Plumeria plants, with their beautiful colorful blooms, are not just a flower to admire on tropical vacations. With a little love and dedication, you can also successfully grow one at home.
If you want frangipani (plumeria) to thrive in the UK, location is everything. With a little TLC, you can grow and propagate this tropical beauty in the comfort of your own home. You can find out exactly how this works and which varieties of the frangipani tree do well in our article below.
Frangipani: flower and properties
Frangipani is the name given to plants of the Plumeria genus in the Apocynaceae family. They are generally found in Central and South America and the West Indies. With the right conditions, it is also possible to grow her successfully in temperate climates like the UK.

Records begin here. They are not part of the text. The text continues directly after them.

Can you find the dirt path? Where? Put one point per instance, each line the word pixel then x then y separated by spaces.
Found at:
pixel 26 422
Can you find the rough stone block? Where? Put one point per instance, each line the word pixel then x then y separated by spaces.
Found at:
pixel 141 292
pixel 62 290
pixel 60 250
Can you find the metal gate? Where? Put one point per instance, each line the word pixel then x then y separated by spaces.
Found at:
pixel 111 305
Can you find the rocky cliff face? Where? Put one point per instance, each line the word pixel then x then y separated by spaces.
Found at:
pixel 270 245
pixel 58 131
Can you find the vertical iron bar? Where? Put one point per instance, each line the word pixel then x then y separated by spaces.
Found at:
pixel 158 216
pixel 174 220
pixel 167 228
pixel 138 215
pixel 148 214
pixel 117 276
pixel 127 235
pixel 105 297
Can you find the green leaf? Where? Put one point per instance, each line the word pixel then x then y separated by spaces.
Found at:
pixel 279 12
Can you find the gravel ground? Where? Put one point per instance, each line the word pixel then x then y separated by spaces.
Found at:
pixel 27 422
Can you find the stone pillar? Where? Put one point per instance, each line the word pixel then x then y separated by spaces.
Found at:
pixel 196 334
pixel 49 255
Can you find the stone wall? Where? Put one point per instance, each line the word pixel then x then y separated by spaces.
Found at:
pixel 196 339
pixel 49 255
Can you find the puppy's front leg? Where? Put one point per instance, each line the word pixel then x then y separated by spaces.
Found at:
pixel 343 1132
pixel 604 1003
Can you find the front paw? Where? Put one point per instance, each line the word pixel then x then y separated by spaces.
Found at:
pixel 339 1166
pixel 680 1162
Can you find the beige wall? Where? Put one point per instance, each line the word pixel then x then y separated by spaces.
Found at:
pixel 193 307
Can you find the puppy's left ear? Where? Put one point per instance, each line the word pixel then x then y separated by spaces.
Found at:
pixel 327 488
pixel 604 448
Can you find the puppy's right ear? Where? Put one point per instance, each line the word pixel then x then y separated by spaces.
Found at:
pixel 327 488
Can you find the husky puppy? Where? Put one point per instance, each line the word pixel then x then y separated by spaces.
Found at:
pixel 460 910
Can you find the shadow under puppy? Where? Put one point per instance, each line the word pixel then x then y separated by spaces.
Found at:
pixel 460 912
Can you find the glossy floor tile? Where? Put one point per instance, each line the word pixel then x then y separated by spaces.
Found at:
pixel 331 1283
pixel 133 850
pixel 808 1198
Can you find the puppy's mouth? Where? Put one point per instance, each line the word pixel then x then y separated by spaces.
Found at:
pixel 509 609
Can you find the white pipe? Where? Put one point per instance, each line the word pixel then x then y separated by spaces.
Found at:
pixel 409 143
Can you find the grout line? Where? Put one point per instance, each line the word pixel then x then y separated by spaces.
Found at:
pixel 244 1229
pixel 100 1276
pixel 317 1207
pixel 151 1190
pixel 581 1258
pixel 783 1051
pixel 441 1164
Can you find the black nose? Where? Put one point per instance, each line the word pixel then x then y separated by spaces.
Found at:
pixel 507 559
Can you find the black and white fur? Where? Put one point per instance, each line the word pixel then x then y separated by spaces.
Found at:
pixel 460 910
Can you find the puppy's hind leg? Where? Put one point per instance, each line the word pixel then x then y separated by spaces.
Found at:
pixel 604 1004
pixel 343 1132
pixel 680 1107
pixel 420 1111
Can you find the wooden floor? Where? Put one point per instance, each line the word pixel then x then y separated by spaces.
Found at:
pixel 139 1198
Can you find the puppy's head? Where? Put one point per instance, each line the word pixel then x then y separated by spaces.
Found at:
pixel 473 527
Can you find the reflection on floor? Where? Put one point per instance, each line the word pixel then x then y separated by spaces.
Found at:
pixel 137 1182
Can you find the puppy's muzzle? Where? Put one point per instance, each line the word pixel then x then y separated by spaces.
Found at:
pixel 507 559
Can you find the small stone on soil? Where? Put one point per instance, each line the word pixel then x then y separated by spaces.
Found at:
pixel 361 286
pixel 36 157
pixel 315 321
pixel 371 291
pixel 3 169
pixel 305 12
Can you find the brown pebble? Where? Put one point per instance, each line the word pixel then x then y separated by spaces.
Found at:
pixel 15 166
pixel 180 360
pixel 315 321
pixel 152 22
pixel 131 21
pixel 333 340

Plumeria flowers come in a wide variety of colors and not only are they stunning to look at, they also exude an equally impressive fruity-sweet scent. Frangipani bloom here between June and October, making them very popular houseplants. The buds have a waxy look, and since the stamens and stigmas you usually see in the center of a bud aren’t visible, they appear almost minimalist. The stems can be up to 3 cm across and usually bear a cluster of coarse leaves with distinct leaf veins at the tips of the shoots. The stems also contain a toxic sap, so be sure to wear gloves when handling the plant.
Depending on the variety, Plumeria grows more as a compact shrub or as a sprawling tree that can grow up to 8 m high in its homeland. As a houseplant, however, they rarely grow higher than 3 m.
In Asia, the frangipani plant symbolizes immortality and is often planted near temples, which is probably where one of its other common names – temple tree – comes from.